SENS4 Notes at Ouroboros, Part 2
You'll find a few more posts on SENS4 conference sessions at the group science of aging blog Ouroboros, to go along with the other coverage from previous days:
Links to the latest Ouroboros posts follow, starting with a clever use of modern abilities in nanotechnology: if you can somehow tag cells (such as age-damaged immune cells) with a magnetic nanoparticle, then you can use a magnetic field to selectively remove them from a fluid environment:
SENS4, Session 15: Rejuvenating the immune system
Justin Rebo spoke about some initial experiments that show it’s feasible to selectively remove anergic T cells from old mice. The basic idea: remove some blood from a mouse; mix it with some selective superparamagnetic antibodies; clean the blood by applying a magnet to separate out tagged cells; put it back into the animal.
SENS4, Session 16: Delivering genes, proteins and larger structures in vivo
Carlos Barbas talked about altering the activity of individual genes using zinc finger recombinases. They have developed an automated approach for producing enzymes that can accurately target any region of DNA, and made it publicly available.
SENS4, Session 18: Recent advances in cell therapies
Daniel Kraft spoke about stem cell transplantation in bone marrow. They developed an alternative method of 'making room' in bone marrow for new stem cells that uses antibodies (which is much less toxic than chemotherapy, the usual approach). Also, they developed MarrowMiner, a faster and less painful way to extract bone marrow from a donor using only a single entry site - previous methods require making hundreds of individual needle jabs.
SENS4, Session 21: Tissue engineering
Sally Dickinson spoke about the first transplant of a tissue-engineered airway, which took place in June 2008. She played a cool video explaining the whole procedure, which is up on youtube. Using a donor trachea, they first treated it to remove all the donor's cells; they then took some stem cells from the patient’s bone marrow, turned them into chondrocytes, grew them up and seeded them onto the scaffold; finally, they transplanted the engineered trachea into the patient.

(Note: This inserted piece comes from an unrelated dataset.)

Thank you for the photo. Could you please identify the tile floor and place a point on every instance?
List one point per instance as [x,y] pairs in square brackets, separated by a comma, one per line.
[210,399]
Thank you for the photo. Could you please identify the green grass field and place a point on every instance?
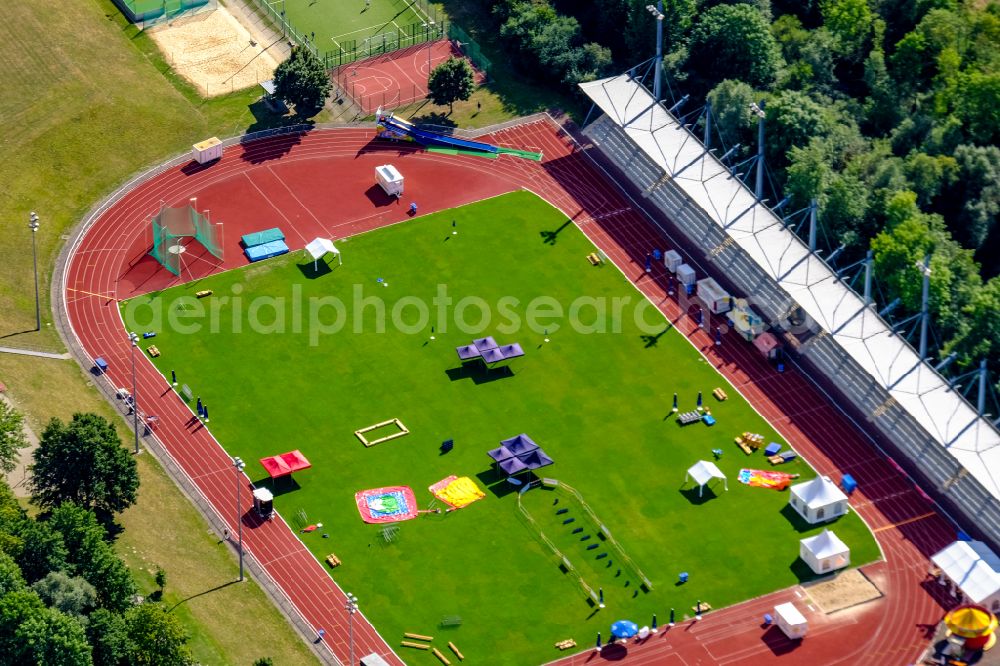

One of the things that stands out from the conference presentations is that the infrastructural technologies and techniques - upon which the next generation of therapies will be built - are improving in leaps and bounds. What's coming out of the labs is moving very rapidly indeed, far more rapidly than clinical development, as clinical development operates under the crushing weight of regulation. This means that there is a tremendous and growing opportunity for the development of advanced therapies and centers of medical tourism in less regulated parts of the world - and if we want to benefit from the biotechnology revolution, that is exactly what must happen.
The thing you mentioned about nanoparticles being used to tag immune system cells for removal got me thinking of another possible application. As I'm sure you know, it's de Grey's assertion the 1% of "mutant mitochondria cells" (cells taken over by mutated mitochondria that no longer produce ATP do to DNA corruption) in an older person's tissue are responsible for "poisoning" their surrounding cells with their surplus of electrons that leak out of their membranes. If the mutant mitochondrial cells could be identified, tagged, and then removed, the remaining cells would be saved from their reactive and damaging electrons. I can't imagine removing 1 percent of cells would be too damaging to an organism. I know de Grey's plan to deal with this issue is move the Mt DNA into the cell's nucleus where it could code for proteins safely, but it that proves too technically challenging, perhaps tagging and destroying the tiny percentage of malfunctioning cells in tissue could be another way to go. Of course, this is all based upon the assumption that de Grey's revised Mt free radical theory of aging is correct.